I dropped into London Open Coffee on Thursday in between some meetings. Having stopped going for a few months (same people each week, venue I wasn’t keen on), it was good to see that it still draws a crowd and that there were lots of faces I’d not seen before.
One of the people I met was the co-founder of a social network for gardeners. My initial scepticism eroded as we spoke and it became evident that “friending” on the sire was more an attribute of having similar gardening interests around plants/species than social relationships e.g. interest in roses. Hence, you were able to discover other gardeners and share in ideas/tips plus have an outlet to ask questions or provide advice to others. In this way, it struck me rather like a forum but with the added benefit of being able to learn a little more about the other members that you were hearing from.

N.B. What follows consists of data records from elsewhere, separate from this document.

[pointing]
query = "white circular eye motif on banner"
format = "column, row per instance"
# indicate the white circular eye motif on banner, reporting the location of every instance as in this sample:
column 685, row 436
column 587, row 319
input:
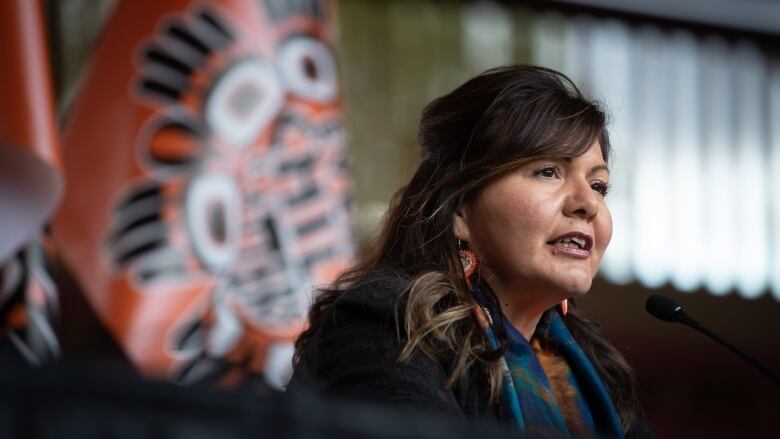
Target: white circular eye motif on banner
column 308, row 69
column 213, row 215
column 243, row 101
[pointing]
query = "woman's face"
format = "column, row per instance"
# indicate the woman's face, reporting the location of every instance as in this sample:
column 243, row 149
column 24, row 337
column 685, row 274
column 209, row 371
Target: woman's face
column 543, row 228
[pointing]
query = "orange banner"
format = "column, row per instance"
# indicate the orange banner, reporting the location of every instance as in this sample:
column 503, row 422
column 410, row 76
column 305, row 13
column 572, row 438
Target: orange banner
column 207, row 186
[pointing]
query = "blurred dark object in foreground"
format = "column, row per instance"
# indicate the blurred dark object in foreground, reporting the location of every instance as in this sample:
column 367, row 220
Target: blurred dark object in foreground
column 101, row 400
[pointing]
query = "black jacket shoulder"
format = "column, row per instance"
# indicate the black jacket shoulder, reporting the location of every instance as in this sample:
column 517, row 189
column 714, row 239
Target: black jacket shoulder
column 354, row 354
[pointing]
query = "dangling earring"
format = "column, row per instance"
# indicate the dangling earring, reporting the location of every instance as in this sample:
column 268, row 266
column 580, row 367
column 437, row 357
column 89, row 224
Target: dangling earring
column 468, row 260
column 564, row 306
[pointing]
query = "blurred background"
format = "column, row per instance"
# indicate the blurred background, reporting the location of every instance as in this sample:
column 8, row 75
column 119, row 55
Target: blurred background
column 693, row 92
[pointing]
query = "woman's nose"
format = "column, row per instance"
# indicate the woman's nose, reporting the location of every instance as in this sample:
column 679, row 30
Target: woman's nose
column 581, row 201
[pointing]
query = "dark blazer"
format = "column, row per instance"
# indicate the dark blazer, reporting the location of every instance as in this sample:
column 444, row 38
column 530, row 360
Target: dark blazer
column 354, row 352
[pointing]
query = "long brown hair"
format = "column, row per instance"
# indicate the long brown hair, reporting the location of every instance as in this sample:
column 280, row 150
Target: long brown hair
column 484, row 129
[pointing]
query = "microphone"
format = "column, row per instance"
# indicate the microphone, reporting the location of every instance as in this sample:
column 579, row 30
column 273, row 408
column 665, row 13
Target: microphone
column 666, row 309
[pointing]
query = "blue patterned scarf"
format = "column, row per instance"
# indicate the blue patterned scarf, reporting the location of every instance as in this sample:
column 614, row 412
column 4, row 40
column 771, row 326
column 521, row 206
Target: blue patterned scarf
column 528, row 399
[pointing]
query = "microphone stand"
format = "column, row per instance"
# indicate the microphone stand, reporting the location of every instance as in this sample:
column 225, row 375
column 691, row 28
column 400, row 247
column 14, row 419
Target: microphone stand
column 685, row 319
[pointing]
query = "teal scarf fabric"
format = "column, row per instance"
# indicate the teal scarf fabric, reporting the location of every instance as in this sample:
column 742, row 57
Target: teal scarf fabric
column 528, row 400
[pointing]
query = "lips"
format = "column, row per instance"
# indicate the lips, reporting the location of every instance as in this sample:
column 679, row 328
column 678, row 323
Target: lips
column 574, row 243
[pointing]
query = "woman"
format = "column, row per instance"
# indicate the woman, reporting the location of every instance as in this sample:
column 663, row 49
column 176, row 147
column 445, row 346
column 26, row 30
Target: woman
column 464, row 306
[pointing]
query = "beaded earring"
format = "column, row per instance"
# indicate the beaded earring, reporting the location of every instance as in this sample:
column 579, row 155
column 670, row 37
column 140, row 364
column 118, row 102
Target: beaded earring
column 564, row 306
column 468, row 259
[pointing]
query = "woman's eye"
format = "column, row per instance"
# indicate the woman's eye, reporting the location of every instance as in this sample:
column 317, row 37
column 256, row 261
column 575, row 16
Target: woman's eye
column 600, row 187
column 547, row 171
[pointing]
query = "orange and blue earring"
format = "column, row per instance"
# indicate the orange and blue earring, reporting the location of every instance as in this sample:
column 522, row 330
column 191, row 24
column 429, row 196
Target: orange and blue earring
column 468, row 260
column 564, row 306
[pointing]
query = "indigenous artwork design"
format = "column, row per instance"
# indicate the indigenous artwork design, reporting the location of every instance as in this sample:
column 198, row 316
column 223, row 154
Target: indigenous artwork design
column 210, row 191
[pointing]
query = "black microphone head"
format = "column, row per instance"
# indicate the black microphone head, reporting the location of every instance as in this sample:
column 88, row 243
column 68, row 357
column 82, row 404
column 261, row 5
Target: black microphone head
column 664, row 308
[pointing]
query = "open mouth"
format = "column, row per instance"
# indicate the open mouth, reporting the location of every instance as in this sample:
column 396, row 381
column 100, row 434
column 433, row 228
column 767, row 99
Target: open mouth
column 577, row 241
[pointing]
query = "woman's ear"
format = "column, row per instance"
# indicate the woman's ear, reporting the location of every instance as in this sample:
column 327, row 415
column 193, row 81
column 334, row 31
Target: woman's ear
column 460, row 225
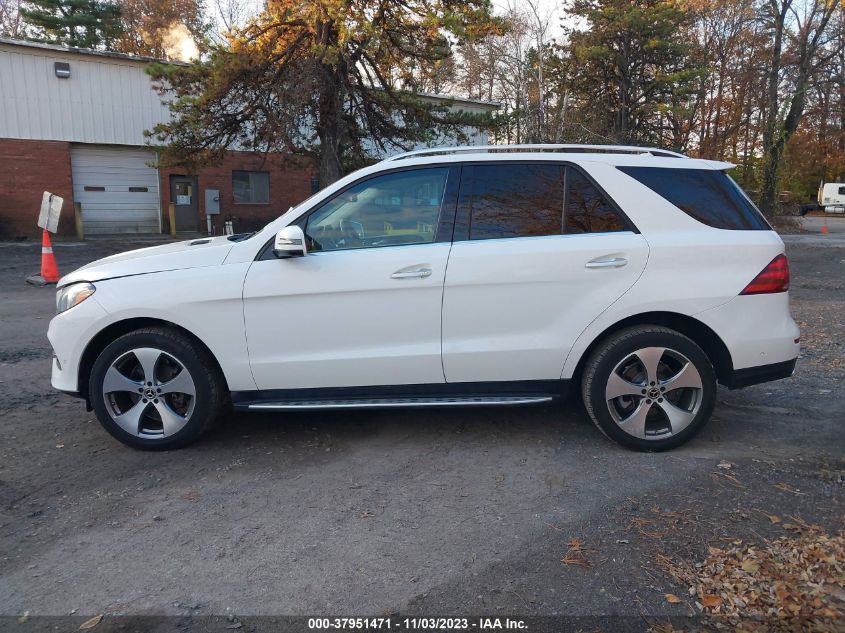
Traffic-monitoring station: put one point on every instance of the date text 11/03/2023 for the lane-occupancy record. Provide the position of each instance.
(417, 624)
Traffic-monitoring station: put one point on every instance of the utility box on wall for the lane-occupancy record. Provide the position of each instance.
(212, 202)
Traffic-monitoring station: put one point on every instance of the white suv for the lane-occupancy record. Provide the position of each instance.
(488, 276)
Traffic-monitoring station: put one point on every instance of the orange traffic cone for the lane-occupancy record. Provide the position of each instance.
(49, 269)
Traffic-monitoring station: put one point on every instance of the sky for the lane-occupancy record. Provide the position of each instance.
(547, 8)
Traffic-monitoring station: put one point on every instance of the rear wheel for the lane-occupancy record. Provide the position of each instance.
(649, 388)
(155, 389)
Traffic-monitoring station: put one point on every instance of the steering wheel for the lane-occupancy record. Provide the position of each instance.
(350, 235)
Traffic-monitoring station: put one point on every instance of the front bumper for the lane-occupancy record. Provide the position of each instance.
(69, 334)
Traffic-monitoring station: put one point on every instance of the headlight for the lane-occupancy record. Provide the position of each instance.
(72, 295)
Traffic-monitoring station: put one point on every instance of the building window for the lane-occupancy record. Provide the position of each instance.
(251, 187)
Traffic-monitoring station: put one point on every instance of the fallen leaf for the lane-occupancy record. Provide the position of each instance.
(750, 566)
(709, 601)
(90, 624)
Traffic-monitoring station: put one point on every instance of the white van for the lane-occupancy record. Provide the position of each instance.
(832, 197)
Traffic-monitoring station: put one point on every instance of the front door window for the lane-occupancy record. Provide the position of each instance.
(397, 208)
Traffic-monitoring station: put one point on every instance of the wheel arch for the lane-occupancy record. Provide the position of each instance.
(703, 336)
(117, 329)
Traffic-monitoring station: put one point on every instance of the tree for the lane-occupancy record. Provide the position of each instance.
(151, 26)
(632, 66)
(78, 23)
(11, 23)
(810, 46)
(321, 78)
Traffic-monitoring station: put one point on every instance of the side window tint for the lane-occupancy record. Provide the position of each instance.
(516, 201)
(709, 196)
(587, 210)
(393, 209)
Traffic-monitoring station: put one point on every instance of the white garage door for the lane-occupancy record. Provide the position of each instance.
(117, 188)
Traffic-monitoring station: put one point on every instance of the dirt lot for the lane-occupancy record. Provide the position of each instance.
(447, 512)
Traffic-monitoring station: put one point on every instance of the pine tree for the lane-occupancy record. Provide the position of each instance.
(322, 78)
(77, 23)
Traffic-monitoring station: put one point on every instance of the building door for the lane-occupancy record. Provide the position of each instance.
(117, 188)
(183, 192)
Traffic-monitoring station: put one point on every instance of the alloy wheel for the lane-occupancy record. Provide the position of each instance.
(654, 393)
(149, 393)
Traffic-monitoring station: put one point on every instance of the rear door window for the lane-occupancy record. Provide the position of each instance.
(709, 196)
(516, 200)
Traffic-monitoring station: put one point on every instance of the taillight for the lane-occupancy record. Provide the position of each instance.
(773, 278)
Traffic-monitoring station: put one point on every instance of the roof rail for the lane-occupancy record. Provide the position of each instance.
(539, 147)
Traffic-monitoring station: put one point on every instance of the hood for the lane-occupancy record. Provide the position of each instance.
(189, 254)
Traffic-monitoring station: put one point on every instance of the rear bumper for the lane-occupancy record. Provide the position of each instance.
(764, 373)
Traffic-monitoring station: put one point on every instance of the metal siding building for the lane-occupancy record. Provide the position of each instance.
(106, 100)
(72, 122)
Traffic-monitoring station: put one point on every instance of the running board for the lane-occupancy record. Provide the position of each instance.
(387, 403)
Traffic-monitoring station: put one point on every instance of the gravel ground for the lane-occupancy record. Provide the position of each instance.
(418, 512)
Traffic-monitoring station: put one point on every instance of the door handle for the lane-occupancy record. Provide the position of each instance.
(409, 273)
(616, 262)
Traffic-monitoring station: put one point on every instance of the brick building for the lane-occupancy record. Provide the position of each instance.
(72, 122)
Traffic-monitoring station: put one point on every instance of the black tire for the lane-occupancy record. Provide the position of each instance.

Later the same day my wife mentioned Cookshow to me. This was staggering – she takes little/no interest in matters web-related so it usually means a site has been mentioned to her by a chum. But I always take that as an interesting sign, since it means that the site may have broken out into the mainstream, as opposed to the cloistered environment of early adopters on the web. Cookshow was really interesting in that it deployed lots of styles that would be familiar to a web2.0 devotee – it had video posts of people showing you how to follow particular recipes; recipes and suggestions for similar items; tags for ingredients/tastes etc.
In both instances, gardening and cooking, despite each covering only a portion of a person’s activities, I believe that this focussed environment may be increasingly more appealing to individuals than more generalised social hangouts. This is not to say that Facebook will be abandoned, but it may be that people will rationalise the number of places they use down to a single general hangout accompanied by one/two specialist environments. Whilst Facebook and other such sites, do have the capacity to operate groups for like-minded folks, those environments lack the “feature and content richness” of dedicated sites.
If this sounds familiar, firstly it is a notion that Marc Cantor has banged on about for years, but which is probably starting to take root more, now that people are more familiar with the concept of social network and start to become more discerning. Secondly, it is a better reflection of how we live our physical lives – general social hangouts with friends and more niche environments for hobbies etc.